More studies are needed to evaluate the links between environmental factors associated with fungal infections, available treatments, and co-fatalities. It is crucial to retain and rebuild nasal microflora and natural gut microbiota by lifestyle/dietary adjustments, prebiotics, probiotics, minerals, and vitamin supplementation. Furthermore, it is also essential to understand how the gut microbiota affects the immune system response against SARS-CoV-2. Commercial antifungals, antibiotics, and synthetic drugs are highly cytotoxic when used in heavy doses, thus limiting their utility.

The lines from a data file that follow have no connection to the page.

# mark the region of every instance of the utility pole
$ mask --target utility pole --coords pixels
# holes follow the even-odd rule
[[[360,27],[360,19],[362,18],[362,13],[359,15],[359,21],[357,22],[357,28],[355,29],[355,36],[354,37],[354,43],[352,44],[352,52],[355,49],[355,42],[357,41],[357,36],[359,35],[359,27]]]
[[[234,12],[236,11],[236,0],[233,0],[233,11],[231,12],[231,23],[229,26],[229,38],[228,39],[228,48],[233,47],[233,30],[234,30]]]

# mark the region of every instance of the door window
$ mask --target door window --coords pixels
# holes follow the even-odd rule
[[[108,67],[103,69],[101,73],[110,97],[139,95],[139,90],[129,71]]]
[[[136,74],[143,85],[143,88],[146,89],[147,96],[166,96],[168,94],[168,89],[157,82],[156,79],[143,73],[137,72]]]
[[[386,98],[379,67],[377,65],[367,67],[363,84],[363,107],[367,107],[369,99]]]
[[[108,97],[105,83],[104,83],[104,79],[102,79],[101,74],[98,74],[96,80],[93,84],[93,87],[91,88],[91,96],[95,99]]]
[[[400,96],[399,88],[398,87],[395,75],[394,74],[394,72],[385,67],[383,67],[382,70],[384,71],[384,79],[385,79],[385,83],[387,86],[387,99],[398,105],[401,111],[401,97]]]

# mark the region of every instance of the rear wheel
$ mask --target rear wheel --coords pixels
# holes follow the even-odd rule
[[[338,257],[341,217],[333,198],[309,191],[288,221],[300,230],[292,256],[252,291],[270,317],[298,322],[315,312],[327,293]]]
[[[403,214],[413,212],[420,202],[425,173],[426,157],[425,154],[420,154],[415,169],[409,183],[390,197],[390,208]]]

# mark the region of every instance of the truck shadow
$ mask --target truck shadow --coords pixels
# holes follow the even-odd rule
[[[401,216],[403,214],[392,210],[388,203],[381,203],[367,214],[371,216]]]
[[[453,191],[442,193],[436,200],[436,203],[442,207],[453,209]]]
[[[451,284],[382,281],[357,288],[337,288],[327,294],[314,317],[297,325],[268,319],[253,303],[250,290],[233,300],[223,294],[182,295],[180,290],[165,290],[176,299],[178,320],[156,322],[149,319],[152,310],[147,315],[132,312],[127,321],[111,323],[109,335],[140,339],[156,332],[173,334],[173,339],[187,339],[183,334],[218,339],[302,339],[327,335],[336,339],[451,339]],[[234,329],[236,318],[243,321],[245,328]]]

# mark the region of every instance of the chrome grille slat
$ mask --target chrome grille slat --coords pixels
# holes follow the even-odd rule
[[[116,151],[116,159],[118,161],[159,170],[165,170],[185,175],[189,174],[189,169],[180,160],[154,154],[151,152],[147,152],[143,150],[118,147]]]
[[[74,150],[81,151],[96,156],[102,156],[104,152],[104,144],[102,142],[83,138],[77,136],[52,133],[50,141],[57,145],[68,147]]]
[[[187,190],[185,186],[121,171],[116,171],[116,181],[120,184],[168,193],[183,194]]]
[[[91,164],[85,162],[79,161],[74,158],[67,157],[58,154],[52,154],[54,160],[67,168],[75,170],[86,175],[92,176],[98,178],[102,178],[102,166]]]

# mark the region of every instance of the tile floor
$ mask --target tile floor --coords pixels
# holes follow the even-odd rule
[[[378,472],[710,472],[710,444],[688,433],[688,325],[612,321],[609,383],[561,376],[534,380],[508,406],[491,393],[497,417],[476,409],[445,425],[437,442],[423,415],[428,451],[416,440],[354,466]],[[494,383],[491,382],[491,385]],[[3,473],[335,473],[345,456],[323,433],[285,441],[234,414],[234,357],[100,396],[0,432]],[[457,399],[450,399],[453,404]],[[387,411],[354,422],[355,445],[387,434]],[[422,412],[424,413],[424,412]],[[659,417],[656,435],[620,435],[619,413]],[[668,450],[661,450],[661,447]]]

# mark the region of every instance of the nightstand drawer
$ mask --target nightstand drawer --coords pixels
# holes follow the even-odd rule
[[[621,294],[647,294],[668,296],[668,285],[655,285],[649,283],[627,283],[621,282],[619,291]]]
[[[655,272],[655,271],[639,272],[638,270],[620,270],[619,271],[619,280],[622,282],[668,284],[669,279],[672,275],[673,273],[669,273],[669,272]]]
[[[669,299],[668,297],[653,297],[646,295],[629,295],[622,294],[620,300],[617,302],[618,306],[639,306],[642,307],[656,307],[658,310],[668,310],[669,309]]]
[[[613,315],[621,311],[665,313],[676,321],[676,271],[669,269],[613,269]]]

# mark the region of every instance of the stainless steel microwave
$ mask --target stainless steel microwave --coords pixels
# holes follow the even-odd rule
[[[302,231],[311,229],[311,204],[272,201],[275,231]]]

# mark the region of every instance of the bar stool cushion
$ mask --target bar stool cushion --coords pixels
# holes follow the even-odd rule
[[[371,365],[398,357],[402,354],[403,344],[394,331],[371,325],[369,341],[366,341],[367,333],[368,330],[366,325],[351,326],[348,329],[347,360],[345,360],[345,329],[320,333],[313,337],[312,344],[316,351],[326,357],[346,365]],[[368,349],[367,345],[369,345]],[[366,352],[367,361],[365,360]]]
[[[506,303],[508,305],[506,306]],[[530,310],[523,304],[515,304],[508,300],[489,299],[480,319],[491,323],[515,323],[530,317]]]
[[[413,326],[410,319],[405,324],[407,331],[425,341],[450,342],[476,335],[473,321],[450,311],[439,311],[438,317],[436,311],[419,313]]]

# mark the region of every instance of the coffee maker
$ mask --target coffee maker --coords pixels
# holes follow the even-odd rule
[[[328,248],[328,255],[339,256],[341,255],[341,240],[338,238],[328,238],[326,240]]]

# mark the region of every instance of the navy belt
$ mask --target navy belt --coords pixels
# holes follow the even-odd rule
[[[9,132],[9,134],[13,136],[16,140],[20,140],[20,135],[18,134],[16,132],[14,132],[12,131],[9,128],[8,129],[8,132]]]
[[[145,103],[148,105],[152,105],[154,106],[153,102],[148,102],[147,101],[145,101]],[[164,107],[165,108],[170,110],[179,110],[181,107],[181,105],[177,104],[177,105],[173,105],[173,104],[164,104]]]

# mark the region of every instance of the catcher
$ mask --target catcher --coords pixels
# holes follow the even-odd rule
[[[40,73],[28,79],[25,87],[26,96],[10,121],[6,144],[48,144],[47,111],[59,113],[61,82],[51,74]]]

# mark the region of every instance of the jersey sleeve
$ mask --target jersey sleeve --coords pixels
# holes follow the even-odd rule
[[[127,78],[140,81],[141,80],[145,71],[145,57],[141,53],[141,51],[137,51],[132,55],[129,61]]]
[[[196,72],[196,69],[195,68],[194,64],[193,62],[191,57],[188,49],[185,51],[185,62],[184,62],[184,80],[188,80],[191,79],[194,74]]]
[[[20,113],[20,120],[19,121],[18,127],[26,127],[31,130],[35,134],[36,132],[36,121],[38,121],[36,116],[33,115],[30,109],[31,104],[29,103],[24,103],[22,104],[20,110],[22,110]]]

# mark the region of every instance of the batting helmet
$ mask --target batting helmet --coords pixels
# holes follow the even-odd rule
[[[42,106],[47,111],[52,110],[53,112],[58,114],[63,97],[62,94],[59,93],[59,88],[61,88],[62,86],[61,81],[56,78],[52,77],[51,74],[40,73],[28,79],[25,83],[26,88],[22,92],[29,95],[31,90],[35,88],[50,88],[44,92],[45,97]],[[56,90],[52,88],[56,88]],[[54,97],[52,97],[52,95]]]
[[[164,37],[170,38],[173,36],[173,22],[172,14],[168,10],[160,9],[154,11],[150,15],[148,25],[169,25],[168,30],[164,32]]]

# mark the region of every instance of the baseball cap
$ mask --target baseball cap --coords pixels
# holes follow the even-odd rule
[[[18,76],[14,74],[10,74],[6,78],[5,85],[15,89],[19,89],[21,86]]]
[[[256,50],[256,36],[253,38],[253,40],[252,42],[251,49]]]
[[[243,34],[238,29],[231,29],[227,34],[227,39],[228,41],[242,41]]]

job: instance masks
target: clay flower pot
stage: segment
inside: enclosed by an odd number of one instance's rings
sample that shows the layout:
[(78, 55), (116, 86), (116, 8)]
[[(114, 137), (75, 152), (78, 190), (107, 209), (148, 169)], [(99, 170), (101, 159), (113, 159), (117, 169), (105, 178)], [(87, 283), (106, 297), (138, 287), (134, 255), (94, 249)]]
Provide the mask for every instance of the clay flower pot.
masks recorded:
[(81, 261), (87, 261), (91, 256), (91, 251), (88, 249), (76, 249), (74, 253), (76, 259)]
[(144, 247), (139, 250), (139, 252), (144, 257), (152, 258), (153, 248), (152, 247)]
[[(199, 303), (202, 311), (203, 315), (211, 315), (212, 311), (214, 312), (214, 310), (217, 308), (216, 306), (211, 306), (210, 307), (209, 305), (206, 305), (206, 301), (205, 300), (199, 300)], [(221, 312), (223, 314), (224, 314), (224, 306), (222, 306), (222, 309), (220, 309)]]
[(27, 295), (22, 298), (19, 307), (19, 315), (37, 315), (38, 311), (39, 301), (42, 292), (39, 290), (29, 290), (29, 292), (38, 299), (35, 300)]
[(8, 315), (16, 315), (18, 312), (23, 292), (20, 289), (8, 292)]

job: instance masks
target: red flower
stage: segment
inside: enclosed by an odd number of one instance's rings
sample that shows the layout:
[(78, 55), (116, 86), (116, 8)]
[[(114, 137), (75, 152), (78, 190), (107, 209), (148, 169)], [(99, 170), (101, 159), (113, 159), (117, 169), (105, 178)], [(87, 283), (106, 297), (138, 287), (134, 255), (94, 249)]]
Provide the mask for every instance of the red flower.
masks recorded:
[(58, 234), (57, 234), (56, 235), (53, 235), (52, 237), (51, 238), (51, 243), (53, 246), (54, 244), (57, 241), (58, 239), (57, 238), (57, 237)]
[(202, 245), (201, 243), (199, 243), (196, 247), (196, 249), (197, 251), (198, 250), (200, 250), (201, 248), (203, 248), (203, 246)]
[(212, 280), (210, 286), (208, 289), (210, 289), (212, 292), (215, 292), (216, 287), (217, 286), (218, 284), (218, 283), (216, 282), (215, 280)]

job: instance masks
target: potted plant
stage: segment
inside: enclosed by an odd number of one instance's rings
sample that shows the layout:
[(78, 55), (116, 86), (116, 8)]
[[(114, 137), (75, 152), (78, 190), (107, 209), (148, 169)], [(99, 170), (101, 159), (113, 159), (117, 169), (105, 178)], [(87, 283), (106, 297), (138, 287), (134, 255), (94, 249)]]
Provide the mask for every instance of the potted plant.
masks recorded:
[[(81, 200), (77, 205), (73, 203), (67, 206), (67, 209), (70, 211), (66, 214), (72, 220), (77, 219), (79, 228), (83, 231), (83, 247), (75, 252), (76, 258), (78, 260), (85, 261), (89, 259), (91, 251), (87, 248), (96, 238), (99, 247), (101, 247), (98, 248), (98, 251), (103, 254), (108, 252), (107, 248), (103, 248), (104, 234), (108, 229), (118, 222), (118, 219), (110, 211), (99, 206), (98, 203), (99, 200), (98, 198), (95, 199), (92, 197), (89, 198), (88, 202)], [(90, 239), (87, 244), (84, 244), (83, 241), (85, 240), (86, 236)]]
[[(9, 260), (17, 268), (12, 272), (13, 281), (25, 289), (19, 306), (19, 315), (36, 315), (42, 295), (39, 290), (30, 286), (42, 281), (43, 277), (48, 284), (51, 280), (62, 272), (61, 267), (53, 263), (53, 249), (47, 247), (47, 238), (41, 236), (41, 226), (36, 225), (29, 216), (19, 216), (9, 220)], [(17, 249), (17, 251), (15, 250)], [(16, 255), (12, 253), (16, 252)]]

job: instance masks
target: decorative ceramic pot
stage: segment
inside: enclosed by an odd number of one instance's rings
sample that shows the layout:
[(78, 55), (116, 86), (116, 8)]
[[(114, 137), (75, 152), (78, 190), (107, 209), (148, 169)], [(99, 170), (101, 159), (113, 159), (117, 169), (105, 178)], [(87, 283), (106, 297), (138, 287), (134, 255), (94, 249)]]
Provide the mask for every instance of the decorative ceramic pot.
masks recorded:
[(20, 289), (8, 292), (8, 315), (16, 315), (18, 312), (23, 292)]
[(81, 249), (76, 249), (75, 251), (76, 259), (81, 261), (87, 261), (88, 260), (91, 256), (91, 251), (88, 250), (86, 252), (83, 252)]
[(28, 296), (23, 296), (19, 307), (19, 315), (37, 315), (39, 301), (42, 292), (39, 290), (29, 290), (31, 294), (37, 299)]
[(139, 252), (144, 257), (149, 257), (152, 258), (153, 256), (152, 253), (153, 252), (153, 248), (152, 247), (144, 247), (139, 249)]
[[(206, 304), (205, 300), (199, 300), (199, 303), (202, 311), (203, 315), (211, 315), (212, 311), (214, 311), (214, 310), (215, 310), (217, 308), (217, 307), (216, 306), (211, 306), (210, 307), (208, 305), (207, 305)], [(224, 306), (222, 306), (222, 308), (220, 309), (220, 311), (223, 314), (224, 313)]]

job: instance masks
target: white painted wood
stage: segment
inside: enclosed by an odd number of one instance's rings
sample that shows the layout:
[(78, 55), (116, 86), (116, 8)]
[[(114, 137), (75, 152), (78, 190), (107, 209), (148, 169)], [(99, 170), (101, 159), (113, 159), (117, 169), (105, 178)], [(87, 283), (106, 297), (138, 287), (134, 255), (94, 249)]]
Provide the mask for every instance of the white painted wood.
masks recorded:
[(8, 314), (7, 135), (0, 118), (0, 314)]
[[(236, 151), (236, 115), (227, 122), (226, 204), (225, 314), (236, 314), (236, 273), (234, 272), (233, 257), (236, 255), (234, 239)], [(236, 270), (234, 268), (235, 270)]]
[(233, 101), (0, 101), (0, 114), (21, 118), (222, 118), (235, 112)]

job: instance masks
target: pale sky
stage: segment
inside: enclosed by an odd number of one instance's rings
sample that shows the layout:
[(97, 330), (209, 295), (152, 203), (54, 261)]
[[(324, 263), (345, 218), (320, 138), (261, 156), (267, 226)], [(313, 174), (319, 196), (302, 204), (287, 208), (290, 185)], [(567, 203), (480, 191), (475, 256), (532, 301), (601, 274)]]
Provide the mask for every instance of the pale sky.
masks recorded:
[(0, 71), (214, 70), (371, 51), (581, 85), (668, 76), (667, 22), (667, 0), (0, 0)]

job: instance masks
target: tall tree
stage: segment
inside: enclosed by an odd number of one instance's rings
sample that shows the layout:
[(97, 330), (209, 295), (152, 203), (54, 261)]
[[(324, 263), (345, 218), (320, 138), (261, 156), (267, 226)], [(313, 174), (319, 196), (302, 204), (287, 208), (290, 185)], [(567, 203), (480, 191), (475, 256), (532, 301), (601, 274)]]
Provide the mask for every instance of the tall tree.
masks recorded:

Therefore, the healthcare professionals must watch for patient-specific treatment procedures, medicine dosage, and related comorbidities. In that matter, novel antimicrobial agents from natural sources are one of the most promising therapeutic options for reducing antimicrobial resistance, as they pose minimal adverse effects. Besides, novel drug delivery systems such as nano-carriers, nanocarbon tubes, nanomesoporus, liposomes, as well as natural bioactive materials could be an optimal therapeutic approach. Along with that, several plant extracts, essence, and essential oils have shown excellent antibacterial, antifungal, and antiviral properties, which also can be utilized to deal with these clinical challenges. However, enough awareness of fungal infections and general personal precautions should be spread in public. The government interventions, policy implementation, and allocation of sufficient resources are also vital to combat this endemic.